Classroom Cooks Offerings:

Books for Cooks
Ideal for Pre-K–1st Grade
Reading has never tasted so good! This beginning-to-cook class is a perfect way to quench your young chef’s thirst for culinary adventure and develop his or her appetite for nutritious nibbles. Books are chosen to reinforce academic and social skills, support diverse cultural values, and to coincide with seasonal cuisine. Ingredients are chosen to expand the culinary horizons of our tot-chefs, encouraging them to use all the senses to explore and experience new foods. Healthy recipes may include Very Hungry Caterpillar Snacks, I Will Never Not Ever Eat a Tomato Salsa, Wild Things Pesto Pita Pizza, and Big Moon Tortillas. Children receive a cook-booklet with all recipes!

Global Eats
Ideal for 2nd–6th Grades
Come travel the world… of food! We’ll stamp our passports and explore wonderful cuisines from around the globe! Through the delicious lens of cooking, our lessons emphasize geography, culture, language, history, and music! Students learn fundamental culinary skills and nutrition education while building self-esteem and exploring their creativity. Fun and tasty recipes may include Italian panzanella salad, handmade tortillas with frijoles and salsa verde, Vietnamese spring rolls, French crepes, and North African couscous. Students design a multi-cultural cook-booklet throughout the semester.

The Secret Garden
Ideal for 2nd–8th Grades
Get cooking with this hands-on garden-based cooking class! This class finds inspiration in seasonal ingredients from the farmers’ markets, as well as the Food Network’s famed Iron Chef Challenge. Each week students are introduced to a fresh “Secret Ingredient”, such as basil, carrots, garlic, or strawberries, and learn about its journey from seedling to the table.

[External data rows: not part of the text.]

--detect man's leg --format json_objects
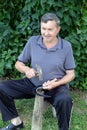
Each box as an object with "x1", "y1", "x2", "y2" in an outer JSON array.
[
  {"x1": 0, "y1": 78, "x2": 35, "y2": 129},
  {"x1": 46, "y1": 86, "x2": 73, "y2": 130}
]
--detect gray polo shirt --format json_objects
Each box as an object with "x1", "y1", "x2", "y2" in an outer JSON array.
[{"x1": 18, "y1": 35, "x2": 75, "y2": 86}]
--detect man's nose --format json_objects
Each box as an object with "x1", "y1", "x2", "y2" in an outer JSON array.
[{"x1": 44, "y1": 30, "x2": 49, "y2": 35}]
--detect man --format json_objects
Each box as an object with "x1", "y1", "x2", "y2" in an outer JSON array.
[{"x1": 0, "y1": 13, "x2": 75, "y2": 130}]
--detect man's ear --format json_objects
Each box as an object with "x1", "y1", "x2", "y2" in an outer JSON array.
[{"x1": 58, "y1": 26, "x2": 61, "y2": 33}]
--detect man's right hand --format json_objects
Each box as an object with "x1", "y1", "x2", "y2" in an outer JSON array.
[
  {"x1": 15, "y1": 61, "x2": 36, "y2": 79},
  {"x1": 24, "y1": 68, "x2": 36, "y2": 79}
]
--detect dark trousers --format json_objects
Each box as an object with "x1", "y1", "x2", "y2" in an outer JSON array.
[{"x1": 0, "y1": 78, "x2": 73, "y2": 130}]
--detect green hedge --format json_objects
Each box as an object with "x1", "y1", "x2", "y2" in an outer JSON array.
[{"x1": 0, "y1": 0, "x2": 87, "y2": 90}]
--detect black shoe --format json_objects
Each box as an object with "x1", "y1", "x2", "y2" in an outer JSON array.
[{"x1": 0, "y1": 122, "x2": 24, "y2": 130}]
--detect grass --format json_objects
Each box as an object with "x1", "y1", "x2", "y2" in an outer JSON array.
[{"x1": 0, "y1": 90, "x2": 87, "y2": 130}]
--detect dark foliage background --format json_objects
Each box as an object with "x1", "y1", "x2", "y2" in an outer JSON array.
[{"x1": 0, "y1": 0, "x2": 87, "y2": 90}]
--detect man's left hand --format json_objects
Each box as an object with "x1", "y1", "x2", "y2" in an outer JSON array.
[{"x1": 42, "y1": 78, "x2": 57, "y2": 90}]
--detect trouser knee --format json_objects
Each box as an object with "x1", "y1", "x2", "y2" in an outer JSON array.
[{"x1": 54, "y1": 94, "x2": 73, "y2": 110}]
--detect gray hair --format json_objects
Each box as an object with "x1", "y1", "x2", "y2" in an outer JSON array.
[{"x1": 41, "y1": 13, "x2": 60, "y2": 26}]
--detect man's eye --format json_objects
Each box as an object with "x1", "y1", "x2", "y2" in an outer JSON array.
[
  {"x1": 42, "y1": 27, "x2": 45, "y2": 30},
  {"x1": 43, "y1": 28, "x2": 46, "y2": 30},
  {"x1": 49, "y1": 29, "x2": 52, "y2": 31}
]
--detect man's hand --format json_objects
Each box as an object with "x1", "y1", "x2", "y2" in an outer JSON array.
[
  {"x1": 15, "y1": 61, "x2": 37, "y2": 79},
  {"x1": 25, "y1": 68, "x2": 37, "y2": 79},
  {"x1": 42, "y1": 78, "x2": 57, "y2": 90}
]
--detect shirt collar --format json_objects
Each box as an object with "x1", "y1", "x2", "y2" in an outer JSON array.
[{"x1": 37, "y1": 35, "x2": 63, "y2": 51}]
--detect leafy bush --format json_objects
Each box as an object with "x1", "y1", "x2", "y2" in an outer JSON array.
[{"x1": 0, "y1": 0, "x2": 87, "y2": 90}]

Using all 5 senses to explore the ingredients, students learn about their nutritional, cultural, and culinary properties. Our young chefs may take a trip to the “Cucumber Spa” before making Indian raita, become “Bell Pepper Detectives” whipping up a batch of tri-pepper quesadillas, or make a cornhusk doll and sweet corncakes to better understand the role maize played in early Native American society. Students compile a cookbook of the class recipes, and have the opportunity to bring home seeds to plant in their own garden!

Kitchen Science Coming Soon!
Ideal for 2nd–6th Grades
In our kitchen laboratory bread rises, cream whips, and chocolate melts! Cooking IS chemistry! Students in this class learn about the science of nutrition and cooking in a fun and hands-on way. Students create a science journal filled with recipes and observations. Using all five senses to explore ingredients, children wonder Which dairy product contains the most fat?, What do vitamins, their color, and our health have to do with each other? and What are vegetables, really? This edible science class is hands-on, fun, and nutritious.